Conn. high court rules university can withhold trade secrets
The Connecticut Supreme Court ruled Tuesday in University of Connecticut v. Freedom of Information Commission that a public entity could invoke the trade secret exemption in the state freedom of information act to shield its own records from being released.
Typically, such trade secret exemptions are invoked to protect against the disclosure of private sector trade secret information in the possession of the government.
Former state Rep. Jonathan Pelto said that this has set a precedent that all a public agency has to do is label a customer list as a trade secret for it to be exempt. Pelto, an independent communications consultant, had filed a Freedom of Information request originally seeking material from various university databases, including the databases of the athletic department, Jorgensen Auditorium, Center for Continuing Studies and the library.
The case began when Pelto sought records in 2008 for information that the state representative said he received when he was was building the database for the University of Connecticut Advocacy Network (UCAN), an independent advocacy organization controlled by the university.
However, when he filed the request on behalf of Friends of the University of Connecticut, an advocacy and watchdog organization that Pelto, alumni and staff were trying to create, the request was denied, he said. The organization was never established.
"I never would have brought the case if I knew there would have been so much damage to FOIA," said Pelto.
According to Connecticut's state FOIA, trade secrets include customer lists.
In order to be a customer list exempt under the act, the information must meet two criteria: “it must derive independent economic value . . . and not be readily ascertainable by proper means by . . . other persons” and there must be reasonable efforts to maintain secrecy, according to a brief filed by the University of Connecticut.

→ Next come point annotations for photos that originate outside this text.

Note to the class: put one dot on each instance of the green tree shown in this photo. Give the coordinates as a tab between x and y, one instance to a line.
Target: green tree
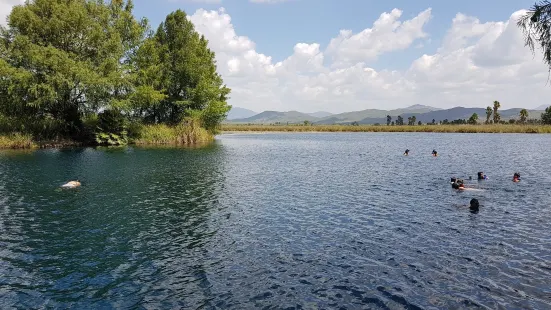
473	119
188	75
523	116
497	117
400	121
536	25
489	112
63	60
546	116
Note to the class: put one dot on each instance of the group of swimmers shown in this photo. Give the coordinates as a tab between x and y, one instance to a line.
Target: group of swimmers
459	184
434	153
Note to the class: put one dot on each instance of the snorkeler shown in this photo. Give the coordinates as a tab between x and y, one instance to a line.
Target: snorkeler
457	184
474	205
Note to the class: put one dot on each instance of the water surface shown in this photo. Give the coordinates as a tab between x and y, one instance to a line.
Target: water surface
280	221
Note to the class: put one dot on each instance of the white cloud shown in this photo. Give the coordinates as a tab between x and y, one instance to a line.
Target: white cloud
476	64
268	1
387	34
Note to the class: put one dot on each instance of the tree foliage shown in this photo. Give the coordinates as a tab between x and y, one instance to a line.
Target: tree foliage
400	121
489	112
473	119
497	117
546	116
536	27
69	60
523	116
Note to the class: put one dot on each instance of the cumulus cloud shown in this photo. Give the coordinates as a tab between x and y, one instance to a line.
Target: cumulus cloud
476	64
268	1
387	34
5	9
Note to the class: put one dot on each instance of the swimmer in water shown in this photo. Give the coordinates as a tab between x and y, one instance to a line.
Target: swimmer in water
482	176
457	183
71	184
474	205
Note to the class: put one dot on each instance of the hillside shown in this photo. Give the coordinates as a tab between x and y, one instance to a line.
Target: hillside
424	114
320	114
358	116
270	117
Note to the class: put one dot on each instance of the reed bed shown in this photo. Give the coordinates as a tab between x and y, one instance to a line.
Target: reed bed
184	134
16	141
501	128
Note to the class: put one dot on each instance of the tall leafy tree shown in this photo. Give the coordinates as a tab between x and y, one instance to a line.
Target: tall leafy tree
473	119
187	76
497	117
523	116
400	121
489	112
546	116
536	26
62	59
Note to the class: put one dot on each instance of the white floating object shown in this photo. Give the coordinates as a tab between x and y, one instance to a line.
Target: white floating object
71	184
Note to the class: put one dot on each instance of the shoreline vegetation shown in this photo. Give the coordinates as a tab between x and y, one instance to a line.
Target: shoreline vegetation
96	75
492	128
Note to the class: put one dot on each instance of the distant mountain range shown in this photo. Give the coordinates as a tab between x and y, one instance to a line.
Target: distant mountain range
237	113
422	113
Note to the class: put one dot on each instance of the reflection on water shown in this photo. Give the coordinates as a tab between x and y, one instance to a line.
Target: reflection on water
279	221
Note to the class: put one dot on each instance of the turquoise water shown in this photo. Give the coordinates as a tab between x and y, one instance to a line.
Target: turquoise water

The Connecticut Freedom of Information Commission argued that "the trade secrets exemption must be construed to apply to public agencies only when they are engaged in a trade.”
The court disagreed. It ruled that a public entity’s primary purpose does not need to be a “trade” in order to shield information from being disclosed under the act if the definition of a trade secret under the law contained no limiting requirement that an entity must be engaged in trade. The court continued, “the state’s ability to recoup costs or reap the financial benefits for such efforts would be seriously undermined if any member of the public could obtain such information simply by filing a request under the act.”
Accordingly, the court affirmed the lower court's ruling that only three of the four databases at issue met the customer list criteria. For the remaining library database, the court ruled that there was not enough in the factual record as to whether it was accessible to others thereby negating its confidential status, said Colleen Murphy, general counsel for the Freedom of Information Commission. The court remanded the issue back to the commission on that issue.
The University of Connecticut is gratified that the high court agreed with its position and allowed universities to “continue to safeguard data that falls under the definition [of trade secret] safely,” said university spokesman Mike Kirk.
However, the court did not give a thorough analysis of what constitutes a customer list for the future, Murphy said.